The DataFusion backend builds an in-memory value → [row ids] map at startup so that eq and in predicates resolve in O(1).

DataFusion only

DuckDB ignores the [dataset.index] block entirely — its own optimiser handles equality filters via zone maps and parallel hash/vector ops.

Reference

Field Default Meaning
mode auto auto, none, or list.
columns [] Explicit column list. Required for mode = "list".
max_cardinality 100000 Auto mode: stop indexing a column once distinct values exceed this.

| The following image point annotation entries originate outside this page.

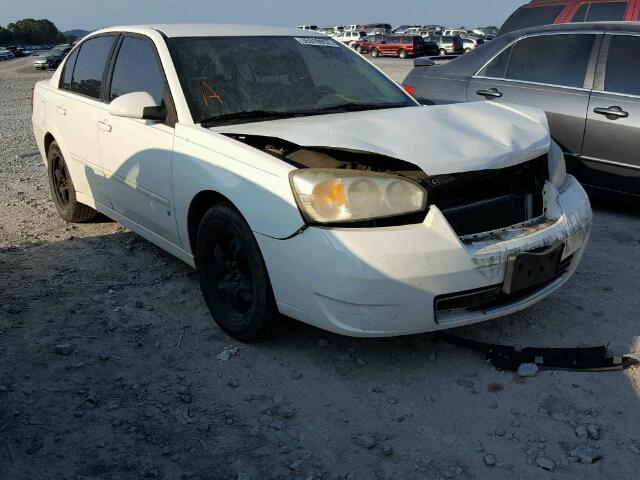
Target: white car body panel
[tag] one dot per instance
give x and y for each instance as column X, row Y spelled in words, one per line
column 484, row 136
column 362, row 282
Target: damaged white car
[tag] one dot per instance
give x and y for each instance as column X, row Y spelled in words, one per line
column 302, row 182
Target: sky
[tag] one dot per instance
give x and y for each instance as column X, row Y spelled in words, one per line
column 93, row 14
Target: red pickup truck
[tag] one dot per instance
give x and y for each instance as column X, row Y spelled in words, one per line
column 402, row 46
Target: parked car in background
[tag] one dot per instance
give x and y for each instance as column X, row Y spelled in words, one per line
column 402, row 46
column 363, row 45
column 349, row 37
column 471, row 43
column 449, row 45
column 585, row 76
column 6, row 54
column 315, row 187
column 52, row 58
column 544, row 12
column 405, row 28
column 452, row 32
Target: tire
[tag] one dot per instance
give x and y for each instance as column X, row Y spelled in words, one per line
column 233, row 276
column 62, row 189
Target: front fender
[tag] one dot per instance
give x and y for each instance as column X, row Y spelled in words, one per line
column 255, row 182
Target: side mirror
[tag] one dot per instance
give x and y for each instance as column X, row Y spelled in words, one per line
column 423, row 62
column 139, row 105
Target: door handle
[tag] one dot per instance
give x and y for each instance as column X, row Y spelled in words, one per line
column 611, row 113
column 105, row 127
column 490, row 93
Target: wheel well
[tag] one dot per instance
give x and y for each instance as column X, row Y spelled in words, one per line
column 48, row 139
column 200, row 204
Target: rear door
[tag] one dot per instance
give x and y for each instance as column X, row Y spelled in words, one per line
column 533, row 15
column 611, row 157
column 553, row 72
column 136, row 154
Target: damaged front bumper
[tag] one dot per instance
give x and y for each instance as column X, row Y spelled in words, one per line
column 386, row 281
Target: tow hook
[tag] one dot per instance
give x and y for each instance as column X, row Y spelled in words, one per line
column 588, row 359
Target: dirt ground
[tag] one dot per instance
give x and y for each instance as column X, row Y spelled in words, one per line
column 111, row 368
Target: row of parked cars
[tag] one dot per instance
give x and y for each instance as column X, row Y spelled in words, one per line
column 407, row 40
column 585, row 76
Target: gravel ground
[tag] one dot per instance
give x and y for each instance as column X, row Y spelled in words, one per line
column 111, row 368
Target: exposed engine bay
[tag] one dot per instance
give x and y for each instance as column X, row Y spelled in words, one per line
column 473, row 202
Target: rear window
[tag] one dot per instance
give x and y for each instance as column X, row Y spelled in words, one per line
column 623, row 69
column 68, row 70
column 530, row 17
column 599, row 12
column 552, row 59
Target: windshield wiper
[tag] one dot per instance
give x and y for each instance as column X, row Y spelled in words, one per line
column 354, row 107
column 246, row 115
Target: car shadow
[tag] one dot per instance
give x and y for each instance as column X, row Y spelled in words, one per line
column 106, row 342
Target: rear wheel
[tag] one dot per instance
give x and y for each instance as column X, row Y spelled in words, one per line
column 233, row 276
column 62, row 189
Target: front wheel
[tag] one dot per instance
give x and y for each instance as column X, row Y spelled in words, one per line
column 62, row 189
column 233, row 276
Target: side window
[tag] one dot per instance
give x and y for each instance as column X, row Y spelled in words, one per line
column 599, row 12
column 530, row 17
column 623, row 69
column 90, row 66
column 581, row 14
column 553, row 59
column 68, row 70
column 137, row 70
column 498, row 66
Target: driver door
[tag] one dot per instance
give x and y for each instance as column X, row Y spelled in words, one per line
column 137, row 154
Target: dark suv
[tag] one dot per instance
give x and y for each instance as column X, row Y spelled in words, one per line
column 543, row 12
column 402, row 46
column 365, row 43
column 585, row 76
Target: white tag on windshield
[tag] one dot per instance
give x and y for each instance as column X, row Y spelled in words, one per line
column 316, row 42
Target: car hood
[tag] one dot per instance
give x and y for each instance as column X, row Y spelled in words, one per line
column 439, row 139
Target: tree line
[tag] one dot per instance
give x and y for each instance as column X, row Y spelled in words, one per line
column 31, row 32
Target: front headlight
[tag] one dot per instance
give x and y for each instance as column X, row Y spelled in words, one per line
column 333, row 196
column 557, row 166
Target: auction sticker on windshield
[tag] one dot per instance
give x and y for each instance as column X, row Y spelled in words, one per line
column 318, row 42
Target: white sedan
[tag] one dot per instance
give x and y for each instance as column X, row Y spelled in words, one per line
column 302, row 182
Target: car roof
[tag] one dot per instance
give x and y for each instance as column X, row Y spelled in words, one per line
column 474, row 60
column 212, row 30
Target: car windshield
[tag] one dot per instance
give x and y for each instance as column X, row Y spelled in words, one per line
column 251, row 77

Index-eligible Arrow types: Utf8 (including dictionary-encoded), Boolean, signed integers (Int8/Int16/Int32/Int64). Floats, temporals and binary columns always go through SQL.

mode = "auto" (default)

Indexes every eligible column whose distinct-value count stays below max_cardinality. Each column is built in parallel and abandoned if the cap is exceeded.

[dataset.index]
mode            = "auto"
max_cardinality = 50_000     # tighten the cap if RAM is tight

Wide schemas (≳ 50 columns)

Auto can blow up memory. The index keys are heap-allocated Strings; hundreds of maps building concurrently easily reach tens of GB. For wide tables, switch to mode = "list" and name the columns you actually filter on.

mode = "none"

All predicates go through DataFusion SQL (still vectorised and multi-threaded). Use this when:

  • the dataset is wide and you don't have a fixed query pattern,
  • startup time matters more than first-query latency,
  • you mostly filter on ranges / LIKE (the index doesn't help those).
[dataset.index]
mode = "none"

mode = "list"

Best for wide tables with a known query pattern. Only the listed columns get an index; max_cardinality is ignored.

[[dataset]]
name = "us_accidents"

[dataset.source]
kind     = "parquet"
location = "data/us_accidents/*.parquet"

[dataset.index]
mode    = "list"
columns = ["state", "severity", "weather_condition", "city"]

An empty columns list with mode = "list" is caught at startup:

dataset 'foo': index.mode = "list" requires a non-empty index.columns

Lazy datasets

lazy = true skips index building entirely — predicate pushdown is delegated to DataFusion's parquet reader instead.